伝説になった乾は「大空翼」 2年ぶり代表復帰へ

日本選手のバルセロナ戦出場

<スペインリーグ:バルセロナ4-2エイバル>◇21日◇最終節◇バルセロナ

 エイバルMF乾貴士(28)がバルセロナから日本人初ゴールを奪った。前半7分と後半16分に左足で歴史的2発。2-4で逆転負けしたものの、メガクラブ相手にスペインでの日本人通算ゴール数を最多6得点に更新。2年3カ月ぶりの日本代表復帰の可能性も高まった。3連覇を狙ったバルセロナは2位に終わり、2得点のFWメッシは37得点で得点王で輝いた。

 あのバルセロナから、日本人が点を取る日が来るなんて-。21日午後8時6分45秒、乾が聖地カンプ・ノウで伝説になった。DFカパの右クロスに反応し、左サイドを疾走。難しいワンバウンドに左足を合わせると、すねに当たり、クロスバーの下をたたいてネットを揺らした。日本人初のバルセロナ戦ゴール。無心の一撃に約7万5000人が言葉を失う。「歓声がなさ過ぎて本当に入ったのか分からなくて」。不気味な静寂に、決めた乾も笑顔になるのを迷ったほどだった。

 夢はさめない。後半16分には2点目が生まれた。再び左サイドでボールを受けると、走りながら左足ボレー。今度は甲でとらえたボールがまたクロスバー下を強襲し、ゴールラインを割った。メッシが唇をかんで自陣に背を向ける中、お辞儀ポーズで祝福されたハポネス(スペイン語で日本人)は「うれしいし、名誉なことだけど、ビックリの方が大きい。Jリーグでもドイツでも1部の試合で2得点したことないのに、初めてがバルサ戦なんて…。一生、忘れられないし、もう全部の運を使い果たした感じ」と驚くしかなかった。

 日本人の鬼門スペイン。中でも最難関がカンプ・ノウだった。過去20度の公式戦で得点、アシストは一切なし。しかも今回は、最終節で逆転優勝を狙う本気のバルセロナだ。火がついたメッシの2発返しを含む4失点で逆転負け=初勝利は逃したものの、乾が奪った高難度の2得点に、マルカ紙は「(漫画キャプテン翼の)大空翼よりも優れた選手」と称賛。アニメのような夢物語が現実になった。

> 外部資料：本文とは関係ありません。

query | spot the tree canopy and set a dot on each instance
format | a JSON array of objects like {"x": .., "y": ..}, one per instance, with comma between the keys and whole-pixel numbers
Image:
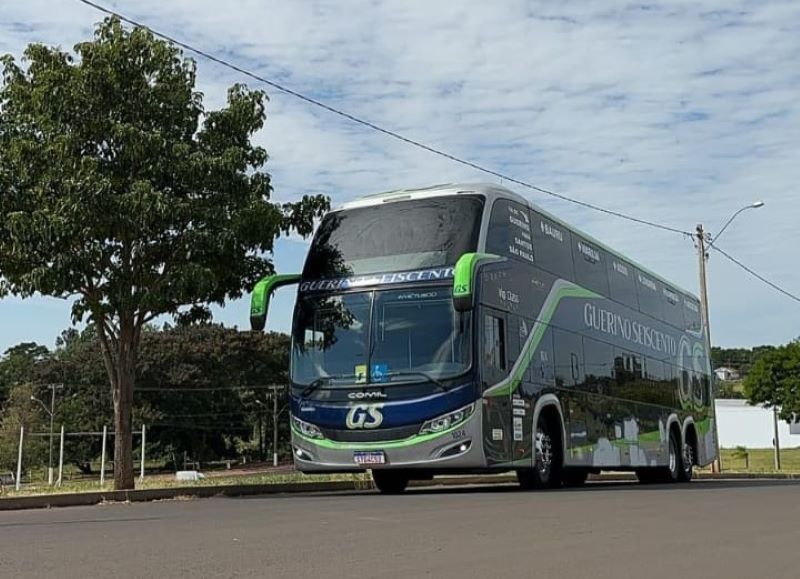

 既にスペインでの日本人最多出場記録(55試合)も持ち、4月には日本でのスペイン国王と安倍首相の夕食会に招かれた。そして今回、最多得点も更新。大久保嘉人がマジョルカで挙げた通算5点を超える6点目で、名実ともに最も成功した日本人になった。日本代表ハリルホジッチ監督も、もう無視できない。関係者によると、エイバルには6月の代表戦に向けた招集レターが届いている。15年3月以来2年3カ月ぶりの代表復帰へ。「バルサから決めた男」の肩書で、乾が凱旋(がいせん)を果たす。【バルセロナ(スペイン)=木下淳、山本孔一通信員】

 ◆乾貴士(いぬい・たかし)1988年(昭63)6月2日、滋賀県近江八幡市生まれ。野洲高2年時に全国高校選手権優勝、07年横浜入り。08年6月にC大阪、11年夏にドイツ2部ボーフム、12年夏に同1部フランクフルト移籍。15年夏エイバルへ。A代表デビューは09年1月20日アジア杯予選イエメン戦。国際Aマッチ19試合2得点。家族は夫人と1男。169センチ、63キロ。血液型A。